Im Hinterhof der Versicherungsanstalt öffentlicher Bediensteter, BVA (Josefstädter Straße 80), liegt ein Park, der in puncto Größe den in unmittelbarer Nähe befindlichen Bennoplatz übertrifft. Trotz der bereits bei der Errichtung des Gebäudes getätigten Zusage seitens der BVA, den Park der Allgemeinheit zugänglich zu machen, ist dies bis heute nicht passiert. Das wird sich unter einer grünen Regierung ändern!

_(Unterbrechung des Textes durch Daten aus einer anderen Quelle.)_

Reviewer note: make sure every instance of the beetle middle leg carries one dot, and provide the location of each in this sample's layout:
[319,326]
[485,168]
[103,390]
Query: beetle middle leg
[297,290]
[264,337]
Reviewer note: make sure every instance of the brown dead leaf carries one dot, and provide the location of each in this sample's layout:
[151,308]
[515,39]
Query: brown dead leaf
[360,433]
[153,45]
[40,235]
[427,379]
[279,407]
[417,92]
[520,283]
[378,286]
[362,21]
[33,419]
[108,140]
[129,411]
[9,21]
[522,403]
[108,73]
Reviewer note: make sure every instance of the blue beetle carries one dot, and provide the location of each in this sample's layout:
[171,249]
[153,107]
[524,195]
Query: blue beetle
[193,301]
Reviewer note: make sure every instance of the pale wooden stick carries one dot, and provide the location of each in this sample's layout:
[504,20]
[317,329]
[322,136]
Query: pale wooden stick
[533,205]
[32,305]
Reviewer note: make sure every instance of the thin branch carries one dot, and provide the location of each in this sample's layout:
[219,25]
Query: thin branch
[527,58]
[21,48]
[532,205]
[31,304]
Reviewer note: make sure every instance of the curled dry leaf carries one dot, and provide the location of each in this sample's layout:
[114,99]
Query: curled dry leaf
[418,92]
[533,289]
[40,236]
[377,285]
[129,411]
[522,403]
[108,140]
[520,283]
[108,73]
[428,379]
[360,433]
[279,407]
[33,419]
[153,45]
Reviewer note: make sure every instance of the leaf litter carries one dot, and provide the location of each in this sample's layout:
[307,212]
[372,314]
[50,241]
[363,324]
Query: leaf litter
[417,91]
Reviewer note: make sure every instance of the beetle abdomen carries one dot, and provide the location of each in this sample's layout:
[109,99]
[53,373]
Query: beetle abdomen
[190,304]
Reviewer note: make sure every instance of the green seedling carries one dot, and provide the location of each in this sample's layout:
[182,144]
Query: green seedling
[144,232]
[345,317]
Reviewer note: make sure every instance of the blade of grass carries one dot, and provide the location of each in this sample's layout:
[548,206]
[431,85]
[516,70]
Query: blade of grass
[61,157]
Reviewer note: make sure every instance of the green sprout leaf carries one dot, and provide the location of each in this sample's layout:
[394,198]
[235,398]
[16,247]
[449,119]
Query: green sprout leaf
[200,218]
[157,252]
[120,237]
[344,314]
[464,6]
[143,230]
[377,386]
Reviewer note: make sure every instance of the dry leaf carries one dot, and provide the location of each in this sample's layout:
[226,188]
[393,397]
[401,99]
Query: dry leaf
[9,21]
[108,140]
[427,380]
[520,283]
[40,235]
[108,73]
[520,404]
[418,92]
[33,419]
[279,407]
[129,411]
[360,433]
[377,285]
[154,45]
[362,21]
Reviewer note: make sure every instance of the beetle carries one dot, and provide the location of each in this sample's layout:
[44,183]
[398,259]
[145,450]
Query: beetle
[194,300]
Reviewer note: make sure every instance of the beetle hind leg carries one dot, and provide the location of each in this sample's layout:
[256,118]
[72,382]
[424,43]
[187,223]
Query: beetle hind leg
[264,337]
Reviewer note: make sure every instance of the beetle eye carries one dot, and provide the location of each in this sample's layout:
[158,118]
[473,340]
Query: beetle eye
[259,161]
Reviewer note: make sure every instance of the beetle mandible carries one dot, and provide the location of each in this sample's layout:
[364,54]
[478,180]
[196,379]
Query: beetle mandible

Das Palais Auersperg ist zwar in Privatbesitz, doch auch hier möchten wir Grüne uns einsetzen, dass die Grünfläche geöffnet wird und so ein neues Grünjuwel für die Josefstadt entsteht.

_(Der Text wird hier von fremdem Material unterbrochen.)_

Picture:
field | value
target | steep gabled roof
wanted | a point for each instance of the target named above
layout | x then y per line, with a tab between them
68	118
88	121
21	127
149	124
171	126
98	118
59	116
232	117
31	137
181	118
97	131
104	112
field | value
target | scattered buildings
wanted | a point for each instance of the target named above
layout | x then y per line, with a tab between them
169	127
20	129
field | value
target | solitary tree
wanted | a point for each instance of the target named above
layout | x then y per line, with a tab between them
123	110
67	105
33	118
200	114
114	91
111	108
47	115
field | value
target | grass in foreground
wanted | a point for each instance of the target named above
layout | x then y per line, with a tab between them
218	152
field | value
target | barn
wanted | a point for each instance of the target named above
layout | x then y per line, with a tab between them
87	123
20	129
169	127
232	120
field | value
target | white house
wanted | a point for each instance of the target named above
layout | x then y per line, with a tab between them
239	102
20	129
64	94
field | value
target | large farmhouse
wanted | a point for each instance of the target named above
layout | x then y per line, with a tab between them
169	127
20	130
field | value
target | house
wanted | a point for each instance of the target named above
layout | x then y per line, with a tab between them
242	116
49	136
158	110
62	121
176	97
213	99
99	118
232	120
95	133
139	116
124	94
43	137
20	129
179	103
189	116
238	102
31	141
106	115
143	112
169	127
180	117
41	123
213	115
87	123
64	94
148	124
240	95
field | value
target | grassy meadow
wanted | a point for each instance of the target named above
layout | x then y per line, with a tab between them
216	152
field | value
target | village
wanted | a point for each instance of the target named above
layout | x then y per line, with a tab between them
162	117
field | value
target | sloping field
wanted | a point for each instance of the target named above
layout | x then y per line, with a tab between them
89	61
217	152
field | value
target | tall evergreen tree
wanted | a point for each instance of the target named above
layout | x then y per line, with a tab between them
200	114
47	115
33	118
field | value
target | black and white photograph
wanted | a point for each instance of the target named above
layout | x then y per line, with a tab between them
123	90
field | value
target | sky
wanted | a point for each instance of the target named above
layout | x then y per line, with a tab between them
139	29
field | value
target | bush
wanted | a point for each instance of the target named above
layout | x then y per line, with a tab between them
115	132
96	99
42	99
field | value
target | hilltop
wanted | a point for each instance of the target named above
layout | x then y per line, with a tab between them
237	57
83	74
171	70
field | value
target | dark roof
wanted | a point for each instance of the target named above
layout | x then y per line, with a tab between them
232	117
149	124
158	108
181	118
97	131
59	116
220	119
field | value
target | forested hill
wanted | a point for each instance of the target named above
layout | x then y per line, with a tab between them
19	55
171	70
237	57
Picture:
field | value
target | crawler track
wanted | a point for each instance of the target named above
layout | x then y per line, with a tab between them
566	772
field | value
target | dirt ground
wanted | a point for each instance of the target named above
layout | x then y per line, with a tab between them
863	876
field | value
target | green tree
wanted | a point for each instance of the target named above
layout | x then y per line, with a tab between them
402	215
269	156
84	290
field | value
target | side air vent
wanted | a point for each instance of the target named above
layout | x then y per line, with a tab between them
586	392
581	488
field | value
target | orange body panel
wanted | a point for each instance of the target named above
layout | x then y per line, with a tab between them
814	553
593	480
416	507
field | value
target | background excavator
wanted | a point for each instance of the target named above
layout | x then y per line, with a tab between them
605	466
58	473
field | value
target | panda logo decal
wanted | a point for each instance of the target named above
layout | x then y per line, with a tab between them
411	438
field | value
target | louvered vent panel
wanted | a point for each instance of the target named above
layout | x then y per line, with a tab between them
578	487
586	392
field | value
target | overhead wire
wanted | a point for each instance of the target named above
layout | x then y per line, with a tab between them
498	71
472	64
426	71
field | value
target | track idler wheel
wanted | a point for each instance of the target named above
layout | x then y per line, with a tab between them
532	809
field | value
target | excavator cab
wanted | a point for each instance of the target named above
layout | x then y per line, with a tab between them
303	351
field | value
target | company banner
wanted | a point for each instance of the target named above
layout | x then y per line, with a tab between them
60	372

Der ÖVP-Bezirksvorsteherin mangelt es an Ideen hinsichtlich Grünraumbeschaffung und sie zelebriert ihre Untätigkeit, wir hingegen sagen: Ein neuer Park muss her! Die Flächen vor der Schule Pfeilgasse und dem bestehenden Beserlpark in der Stolzenthalergasse werden zu einer neuen Parkanlage – Arbeitstitel: Pfeilpark – verbunden. Davon profitieren SchülerInnen und AnrainerInnen zu gleichen Teilen.

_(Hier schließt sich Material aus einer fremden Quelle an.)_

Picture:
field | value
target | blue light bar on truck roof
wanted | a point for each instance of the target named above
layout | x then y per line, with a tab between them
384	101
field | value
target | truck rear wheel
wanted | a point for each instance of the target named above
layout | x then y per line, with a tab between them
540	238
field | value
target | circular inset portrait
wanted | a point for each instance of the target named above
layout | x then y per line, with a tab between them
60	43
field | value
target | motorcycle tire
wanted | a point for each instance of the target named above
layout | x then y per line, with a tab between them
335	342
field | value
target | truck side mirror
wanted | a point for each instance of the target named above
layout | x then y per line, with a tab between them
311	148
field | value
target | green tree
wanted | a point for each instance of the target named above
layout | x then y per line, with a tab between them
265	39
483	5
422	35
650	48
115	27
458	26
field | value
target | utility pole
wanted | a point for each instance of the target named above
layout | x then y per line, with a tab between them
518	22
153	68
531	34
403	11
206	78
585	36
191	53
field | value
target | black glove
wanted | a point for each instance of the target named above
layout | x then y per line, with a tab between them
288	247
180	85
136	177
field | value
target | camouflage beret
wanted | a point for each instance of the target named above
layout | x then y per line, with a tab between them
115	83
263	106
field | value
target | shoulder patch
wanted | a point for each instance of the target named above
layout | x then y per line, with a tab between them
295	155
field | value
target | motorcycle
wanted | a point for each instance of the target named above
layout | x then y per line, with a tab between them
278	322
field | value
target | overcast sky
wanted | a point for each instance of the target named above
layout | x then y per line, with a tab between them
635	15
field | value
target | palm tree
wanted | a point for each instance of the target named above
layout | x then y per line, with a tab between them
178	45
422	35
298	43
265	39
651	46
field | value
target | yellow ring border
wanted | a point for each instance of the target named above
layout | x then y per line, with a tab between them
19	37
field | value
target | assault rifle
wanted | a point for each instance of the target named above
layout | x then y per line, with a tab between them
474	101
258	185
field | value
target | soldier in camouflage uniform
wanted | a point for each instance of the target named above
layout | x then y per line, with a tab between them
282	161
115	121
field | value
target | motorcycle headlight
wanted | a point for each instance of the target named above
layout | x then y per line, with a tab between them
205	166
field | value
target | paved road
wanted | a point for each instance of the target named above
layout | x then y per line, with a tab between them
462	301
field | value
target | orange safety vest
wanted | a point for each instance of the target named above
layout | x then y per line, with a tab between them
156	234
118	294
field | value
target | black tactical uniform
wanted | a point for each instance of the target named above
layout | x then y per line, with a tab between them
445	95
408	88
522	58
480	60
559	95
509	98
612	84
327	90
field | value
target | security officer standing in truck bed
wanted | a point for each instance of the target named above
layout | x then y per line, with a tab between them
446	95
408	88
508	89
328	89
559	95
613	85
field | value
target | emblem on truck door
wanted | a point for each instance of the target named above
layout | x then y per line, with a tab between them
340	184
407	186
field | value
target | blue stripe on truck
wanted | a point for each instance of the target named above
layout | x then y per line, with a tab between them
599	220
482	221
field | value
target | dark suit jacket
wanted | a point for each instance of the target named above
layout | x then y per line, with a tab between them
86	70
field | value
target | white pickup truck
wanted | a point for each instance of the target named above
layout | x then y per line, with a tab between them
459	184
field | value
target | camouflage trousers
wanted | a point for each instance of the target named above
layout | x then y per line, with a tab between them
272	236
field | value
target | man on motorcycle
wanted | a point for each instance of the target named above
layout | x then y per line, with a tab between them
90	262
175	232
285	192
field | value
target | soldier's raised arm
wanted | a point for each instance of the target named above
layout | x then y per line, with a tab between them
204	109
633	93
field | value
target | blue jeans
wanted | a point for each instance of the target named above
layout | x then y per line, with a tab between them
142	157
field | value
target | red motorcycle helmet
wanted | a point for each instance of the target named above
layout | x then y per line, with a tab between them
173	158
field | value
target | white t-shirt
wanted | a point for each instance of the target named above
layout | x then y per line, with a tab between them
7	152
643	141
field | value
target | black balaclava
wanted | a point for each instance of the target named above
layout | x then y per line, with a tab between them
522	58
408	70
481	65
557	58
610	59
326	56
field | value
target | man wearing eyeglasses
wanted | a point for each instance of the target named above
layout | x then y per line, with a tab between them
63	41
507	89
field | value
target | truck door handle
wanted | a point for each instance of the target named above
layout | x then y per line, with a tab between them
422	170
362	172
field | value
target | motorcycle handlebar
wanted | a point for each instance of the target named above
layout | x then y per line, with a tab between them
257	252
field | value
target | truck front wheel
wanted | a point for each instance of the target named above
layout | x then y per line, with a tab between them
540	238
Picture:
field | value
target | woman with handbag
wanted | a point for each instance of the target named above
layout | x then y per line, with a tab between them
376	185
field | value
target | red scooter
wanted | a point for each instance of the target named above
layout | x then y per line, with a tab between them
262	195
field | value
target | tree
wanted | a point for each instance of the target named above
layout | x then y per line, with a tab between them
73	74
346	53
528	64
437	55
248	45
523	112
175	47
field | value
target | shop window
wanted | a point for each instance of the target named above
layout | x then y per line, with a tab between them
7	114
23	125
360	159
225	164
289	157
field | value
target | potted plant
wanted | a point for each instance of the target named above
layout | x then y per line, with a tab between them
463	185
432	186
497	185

Der Tigerpark bedarf 20 Jahre nach seinem Umbau einer Evaluierung. Auch wenn er gut genutzt ist, wünscht man sich doch mehr Grün, allein schon darum, um sich dort weniger auf dem Dach einer Tiefgarage zu fühlen.

Der jetzt schon stark genutzte Hamerlingpark läuft durch die Fertigstellung des Projekts „Das Hamerling“ mit der Wohnmöglichkeit für 300 neue AnrainerInnen Gefahr, zu geringe Kapazitäten für künftige Nutzungsbedürfnisse vorzuweisen. Es gilt, eine Möglichkeit zu finden, durch Begrünung von angrenzenden Straßen den Park mit dem Josef-Matthias-Hauer-Platz zu verbinden und ihn so zu vergrößern.

Der größte Park der Josefstadt, der Schönbornpark, ist in die Jahre gekommen. Nach der Renovierung der denkmalgeschützten Mauer und der Toiletteanlagen streben wir punktuelle Verbesserungen von Spiel- und Sportplätzen an, um so schnell und zielgenau auf diese Wünsche und Bedürfnisse von ParkbesucherInnen eingehen zu können. Gegenüber der bisher geplanten 1,5 Mio. € teuren Gesamtgestaltung schont diese Vorgangsweise die finanziellen Ressourcen des Bezirks.

Es gibt eine Menge nachzuholen, nachdem in den letzten fünf Jahren sehr viel liegen geblieben ist. Deshalb sagen wir: Die Josefstadt muss ein deutlich sichtbarer grüner Bezirk werden. Die Vision von 100 neuen Bäumen macht den Anfang. Grün wird Realität für die Lebensqualität in der Josefstadt!

Zukunftsbilder: hier könnte der Pfeilpark, eine neue Grünfläche in der Josefstadt entstehen.